Harrison Ford Reprises Another Classic Role in ‘Blade Runner 2049’

(L-R) RYAN GOSLING as K and HARRISON FORD as Rick Deckard in Alcon Entertainment’s action thriller BLADE RUNNER 2049. ©Alcon Entertainment.


Front Row Features

HOLLYWOOD—It may be one of the longest waits for a Hollywood sequel but, at last, the follow up to Ridley Scott’s groundbreaking 1982 sci-fi thriller “Blade Runner,” based on a Philip K. Dick novel, is set to hit movie screens. Reprising his role as Rick Deckard, previously an LAPD officer assigned to hunt down artificially manufactured humans (known as replicants) but who ends up questioning what it means to be human, is Harrison Ford.

“Blade Runner 2049,” directed by French Canadian filmmaker Denis Villeneuve (“Arrival”), is set 30 years after the original. Deckard has vanished. Enter a new blade runner (a euphemism for a replicant tracker), K, played by Ryan Gosling (“La La Land”). Lonely but coolly efficient, K’s job is to track down illegal replicants and “retire” them. For decades, Deckard has been one of the more elusive ones but, one day, on a routine mission to eliminate an old-model replicant, K stumbles upon a mystery that may lead him to the rogue former policeman.

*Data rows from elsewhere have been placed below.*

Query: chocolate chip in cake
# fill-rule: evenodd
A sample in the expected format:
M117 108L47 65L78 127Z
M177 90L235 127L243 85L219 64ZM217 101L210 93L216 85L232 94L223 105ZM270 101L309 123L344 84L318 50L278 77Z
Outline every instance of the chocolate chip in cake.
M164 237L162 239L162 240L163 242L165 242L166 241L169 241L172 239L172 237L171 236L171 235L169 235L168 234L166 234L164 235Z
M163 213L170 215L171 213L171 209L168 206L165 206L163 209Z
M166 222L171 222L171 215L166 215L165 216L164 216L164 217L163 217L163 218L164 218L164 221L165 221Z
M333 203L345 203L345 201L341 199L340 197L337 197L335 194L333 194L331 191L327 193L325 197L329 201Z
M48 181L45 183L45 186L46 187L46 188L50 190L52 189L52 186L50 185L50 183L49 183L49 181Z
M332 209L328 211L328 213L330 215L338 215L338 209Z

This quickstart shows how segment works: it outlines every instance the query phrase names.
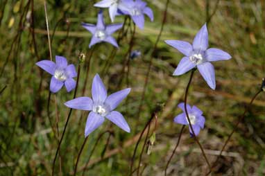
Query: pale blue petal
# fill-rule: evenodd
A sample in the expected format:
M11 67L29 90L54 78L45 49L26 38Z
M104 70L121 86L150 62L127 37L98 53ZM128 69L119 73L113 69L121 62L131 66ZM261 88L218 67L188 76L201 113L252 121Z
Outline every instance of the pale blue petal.
M55 60L58 68L65 69L67 67L67 60L65 57L55 55Z
M206 51L208 48L208 31L206 24L195 36L192 46L194 50Z
M94 112L90 112L85 124L85 137L87 137L90 133L101 125L104 121L104 117Z
M54 76L51 77L50 83L50 91L53 93L56 93L64 85L62 81L57 80Z
M209 49L205 52L205 58L207 61L230 60L231 58L230 54L218 49Z
M65 82L65 87L67 88L67 92L69 92L76 87L76 82L73 78L68 78Z
M51 75L54 75L55 71L56 64L53 62L48 60L41 60L36 63L36 65L47 71Z
M96 29L104 30L105 29L105 23L103 18L103 12L102 10L100 10L98 14L98 21L96 23Z
M215 73L214 66L210 62L205 62L197 66L198 71L210 87L215 89Z
M132 20L135 25L140 29L143 29L144 27L144 15L132 16Z
M122 28L123 24L111 24L108 25L106 27L106 33L108 35L111 35L113 33L114 33L116 30L120 29Z
M67 101L65 103L65 105L68 107L76 109L91 111L92 109L93 101L89 97L81 96Z
M180 76L185 73L186 72L190 71L194 68L196 65L191 62L188 57L184 57L181 59L180 63L178 64L177 69L176 69L173 76Z
M125 98L126 98L130 91L130 88L127 88L121 91L115 92L108 96L107 99L105 101L105 103L110 107L110 111L112 111L119 105L119 104Z
M99 74L94 77L92 91L94 103L104 103L107 98L107 90Z
M129 125L120 112L113 111L108 114L105 117L126 132L130 132Z
M82 26L92 34L94 34L96 33L96 27L94 24L82 23Z
M180 53L186 56L189 56L193 50L192 46L189 42L185 41L165 40L164 42L167 44L169 44L173 48L178 49Z
M174 122L176 123L179 123L182 125L188 125L188 122L187 121L186 119L186 114L185 113L182 113L180 114L178 114L174 118Z

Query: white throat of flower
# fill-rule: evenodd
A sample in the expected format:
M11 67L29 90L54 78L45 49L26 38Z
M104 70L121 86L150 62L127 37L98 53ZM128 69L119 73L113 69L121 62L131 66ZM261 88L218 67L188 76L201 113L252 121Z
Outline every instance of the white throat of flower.
M104 103L94 103L92 111L101 116L105 116L110 112L110 108Z
M56 69L54 73L54 77L60 81L65 81L67 79L67 76L65 71L62 69Z
M137 16L142 15L142 10L138 8L134 8L130 11L130 15Z
M192 114L189 114L189 121L191 121L191 125L195 125L195 123L196 123L196 116L194 115L192 115ZM188 120L188 118L186 116L186 121L188 123L189 123L189 120Z
M95 37L101 40L103 40L106 38L107 34L103 30L97 30L95 33Z

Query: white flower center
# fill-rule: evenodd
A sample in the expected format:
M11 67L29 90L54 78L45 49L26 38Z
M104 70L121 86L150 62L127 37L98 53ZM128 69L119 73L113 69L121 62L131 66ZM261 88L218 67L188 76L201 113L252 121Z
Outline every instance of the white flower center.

Gosling was not only the filmmaker’s top choice to play a new blade runner, but he also was Ford’s pick as well.

“I thought K would be a good part for Ryan and was very enthusiastic about proposing that to the producers,” Ford says, adding that Gosling didn’t disappoint.

Similarly, Gosling has nothing but praise for his co-star. “There are many ways to play any given scene, but when you work with Harrison, you realize there’s only one great way. And he’s already figured it out before anyone else.”

Ford, who in recent years has reprised his Han Solo character from  the “Star Wars” films and the title character from the “Indiana Jones” films for a  new generation of fans, says “it’s kind of fun to play a character 30 years later.” He likens it to trying on old clothes that still fit. “I didn’t have any apprehensions about playing Deckard again,” he adds.

During a press conference, the venerable actor spoke about reprising his Deckard character and why he wanted to return to that character.

Q: Making this new film, did it bring back memories of the work you did on the original?

Ford: It did bring back memories of the first film. It was raining, like, all the time. I was tired but I was happy at the result, and it was remarkable experience working with Ridley (Scott, who serves as executive producer on the film). But it was a long time ago in a world far far away.

Q: This film and the original stand out because they are so incredibly visually stimulating. They have this incredible look. As an actor, how important is that for you to get into the character, to get into the role, to have that visual impact? And is there another character from other film you’ve played in the past that you would also like to re-visit?

Ford: A picture is worth a thousand words, and when you get on a set where there’s been a lot of thought put into the visual aspects of it for that scene, you feel the support from it and you know what you don’t have to do. You have to be there, of course, for the other characters and service the story. But so much is done in a visual way to certainly that encourages your confidence. And, as far as if there’s another character I’d like to revisit from the past, right now none that I can figure.

Q: By returning to play Deckard, what did you hope to accomplish?

Ford: This presented different opportunities to give the audience a better understanding of the character. To be part of the telling of the story. And I was anxious to work with the people involved—with Ryan (and) Denis. So, for me, it was a great opportunity.

Q: How often have you thought about Deckard over the last 30 years and where Deckard might be?

Ford: Well, first of all, there were a variety of endings (of the original) and it ended with Ridley’s “Final Cut.”  I was much happier with that version than the one with the voice over and sailing into the sunset. I’ve thought about it frequently because I’ve been reminded of how many filmmakers took inspiration from that film and how much it defined a certain kind of fatal storytelling (and) how strongly the effect of that film has been on our culture. And the prescience of how many things that were imagined might be part of the future. It’s had a huge influence on our culture and my life.